Better hide your gun then. 
Don't you remember Bill and Al??????????????


----------



## EDDIE BUCK (Jul 17, 2005)

Yea, Yea, Yea For some reason I have this vision of Hillary seated and raising her right hand saying " I HAVE NEVER HAD ANY KIND OF RELATIONS WITH THEM GUN CONTROL BILLS." Being as truthful as she knows how, now come on, how can you not believe a statement coming directly from the heart. :Bawling:


----------



## DavidUnderwood (Jul 5, 2007)

Hillary is a gun control freak. Its hard
to believe everyone doesn't know it.
Now whether or not you "CARE" is a
whole other argument. Or if there are
things important enough to you that
you are willing to look the other way.
We are a free country (to the degree
that we are free) because of the second
amendment. When it is gone, so will all
other rights be gone also.
It is no secret that the Democrat party
is strong on gun control.


----------



## alleyyooper (Apr 22, 2005)

Personally I have had enough of the good times we are enjoying now.
I was paying $1.35 a gallon for fuel for my truck in 2000 and yesterday it was $3.49 a gallon.
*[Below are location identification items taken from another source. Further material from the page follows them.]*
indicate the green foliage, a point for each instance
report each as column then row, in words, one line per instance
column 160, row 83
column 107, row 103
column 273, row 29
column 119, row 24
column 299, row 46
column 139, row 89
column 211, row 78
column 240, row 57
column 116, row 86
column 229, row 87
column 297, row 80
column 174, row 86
Here in Michigan it is hard to find a Job, well I would guess so with so many going to China.
People are looseing their homes and you seem to have to be farly well off to fall under the new guide lines Bush just signed to get help.

China has imported Emerald Ash bore that are killing all my ash trees. Imported pet food to kill our pets, Lead paint on toys to endanger our children and grand children. Untill recently those republicains held a majorty in the sente and congress and I don't see or have I heard of any thing they have did to try to stop all this imported crap from China.

Every election the yelling starts that some democrat is running for the white house job is anti gun. Way I see it is the last major gun control bill was started by a republician BRADY remember.

And least we forget that we are at WAR over a lie. The main guy we are told caused 9-11 to happen is still free as a bird. 

 Al


----------



## seedspreader (Oct 18, 2004)

Interesting about China...


Hey... who gave them "Most Favored Trade Nation" status???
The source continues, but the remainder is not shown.